Die Wälder Baden-Württembergs prägen das Landschaftsbild und spielen eine zentrale Rolle für Klima, Wirtschaft und Lebensqualität. Aktuelle Zahlen zeigen stabile Waldflächen und wachsende Holzvorräte – doch Klimawandel und Schädlingsbefall stellen die Forstwirtschaft vor große Herausforderungen.
Was zeichnet die Wälder der Region aus?
Wälder in Baden-Württemberg sind ein prägender Bestandteil der Landschaft und bedecken mit rund 1,4 Millionen Hektar, das sind etwa 38 Prozent des Landes. Etwa 10 Prozent der Waldfläche sind als Schutzgebiete ausgewiesen. Der Anteil der Nadelbäume und der Laubbäume ist in etwa gleich. Die häufigsten Baumarten sind die Fichte und die Buche. Während die Fichte allerdings seit 1987 einen Flächenrückgang verzeichnet, konnten Laubbäume, allen voran die Buche, einen Flächenzuwachs verzeichnen.
Wer besitzt Wald?
Mit 40 % Körperschaftswald, 36 % Privatwald und 24 % Staatswald ergibt sich eine sehr heterogene Verteilung der Besitzverhältnisse. Baden-Württemberg hebt sich hier durch einen im Bundesvergleich hohen Anteil an Körperschaftswald hervor. Dieser spiegelt auch die starke Rolle der Städte und Gemeinden wider: Laut den Ergebnissen der Bundeswaldagentur besitzen die rund 6.000 Städte und Gemeinden Baden-Württembergs gemeinsam etwa 550.000 Hektar Waldfläche – das ist mehr als in jedem anderen Bundesland in Deutschland.

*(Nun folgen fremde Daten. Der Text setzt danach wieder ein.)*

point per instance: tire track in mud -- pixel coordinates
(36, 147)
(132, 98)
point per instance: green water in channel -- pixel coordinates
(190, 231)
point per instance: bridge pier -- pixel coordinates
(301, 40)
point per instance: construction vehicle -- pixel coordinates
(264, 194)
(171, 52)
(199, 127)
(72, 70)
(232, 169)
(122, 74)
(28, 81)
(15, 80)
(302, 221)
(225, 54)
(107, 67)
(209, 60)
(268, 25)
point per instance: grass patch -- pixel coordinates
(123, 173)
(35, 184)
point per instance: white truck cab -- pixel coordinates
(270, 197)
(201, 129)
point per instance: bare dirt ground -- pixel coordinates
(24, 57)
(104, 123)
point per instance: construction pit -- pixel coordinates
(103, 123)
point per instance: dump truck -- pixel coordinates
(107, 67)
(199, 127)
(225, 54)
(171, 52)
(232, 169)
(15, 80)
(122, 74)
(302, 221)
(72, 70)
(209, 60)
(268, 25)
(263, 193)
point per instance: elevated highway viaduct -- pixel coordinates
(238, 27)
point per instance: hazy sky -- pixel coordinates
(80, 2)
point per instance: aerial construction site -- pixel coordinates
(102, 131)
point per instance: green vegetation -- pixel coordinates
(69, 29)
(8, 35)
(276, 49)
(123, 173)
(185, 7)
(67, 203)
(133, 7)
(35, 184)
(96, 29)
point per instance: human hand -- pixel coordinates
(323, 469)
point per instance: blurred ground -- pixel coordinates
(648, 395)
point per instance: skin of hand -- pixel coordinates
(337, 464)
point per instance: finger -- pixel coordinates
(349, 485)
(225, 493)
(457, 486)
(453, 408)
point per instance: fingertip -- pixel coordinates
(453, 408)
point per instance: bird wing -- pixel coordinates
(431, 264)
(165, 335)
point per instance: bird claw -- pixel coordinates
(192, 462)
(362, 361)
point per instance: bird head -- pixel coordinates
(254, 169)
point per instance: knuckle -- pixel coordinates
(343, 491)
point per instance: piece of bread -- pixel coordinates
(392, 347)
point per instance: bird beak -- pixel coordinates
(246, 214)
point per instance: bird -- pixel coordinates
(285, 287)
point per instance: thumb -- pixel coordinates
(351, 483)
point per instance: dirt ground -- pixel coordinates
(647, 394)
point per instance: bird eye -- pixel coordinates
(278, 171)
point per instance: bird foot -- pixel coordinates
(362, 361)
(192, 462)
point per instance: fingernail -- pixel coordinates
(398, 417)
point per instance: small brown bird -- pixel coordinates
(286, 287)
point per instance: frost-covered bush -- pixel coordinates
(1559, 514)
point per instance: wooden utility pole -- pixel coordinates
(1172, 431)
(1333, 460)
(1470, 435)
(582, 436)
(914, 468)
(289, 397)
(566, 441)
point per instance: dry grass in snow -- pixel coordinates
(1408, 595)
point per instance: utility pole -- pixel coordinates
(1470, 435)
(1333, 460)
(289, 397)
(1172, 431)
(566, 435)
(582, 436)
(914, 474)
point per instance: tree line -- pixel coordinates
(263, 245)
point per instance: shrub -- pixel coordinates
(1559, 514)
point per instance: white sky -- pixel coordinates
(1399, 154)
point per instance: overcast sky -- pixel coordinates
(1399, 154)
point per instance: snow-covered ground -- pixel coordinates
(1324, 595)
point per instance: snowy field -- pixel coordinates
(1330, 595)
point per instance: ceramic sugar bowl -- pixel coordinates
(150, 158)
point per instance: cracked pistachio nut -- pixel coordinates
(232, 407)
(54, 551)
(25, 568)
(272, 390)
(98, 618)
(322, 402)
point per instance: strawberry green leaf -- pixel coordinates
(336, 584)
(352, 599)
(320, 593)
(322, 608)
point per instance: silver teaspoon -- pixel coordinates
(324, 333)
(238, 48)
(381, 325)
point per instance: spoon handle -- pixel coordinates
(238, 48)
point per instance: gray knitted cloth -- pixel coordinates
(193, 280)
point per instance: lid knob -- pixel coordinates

Rund 260.000 Personen haben Wald in privatem Eigentum. Der Privatwald unterteilt sich in Großprivatwald (Eigentumsgrößen über 200 Hektar) mit ca.11 %, mittleren Privatwald (Eigentumsgrößen über 5 bis 200 ha) mit ca. 14 % und Kleinprivatwald (Besitzgrößen bis 5 Hektar) mit ca. 11 %. Weitere rund 24 % der Waldfläche sind im Besitz des Landes Baden-Württemberg (Staatswald), und weit weniger als 1 % der Waldfläche sind bundeseigene Flächen.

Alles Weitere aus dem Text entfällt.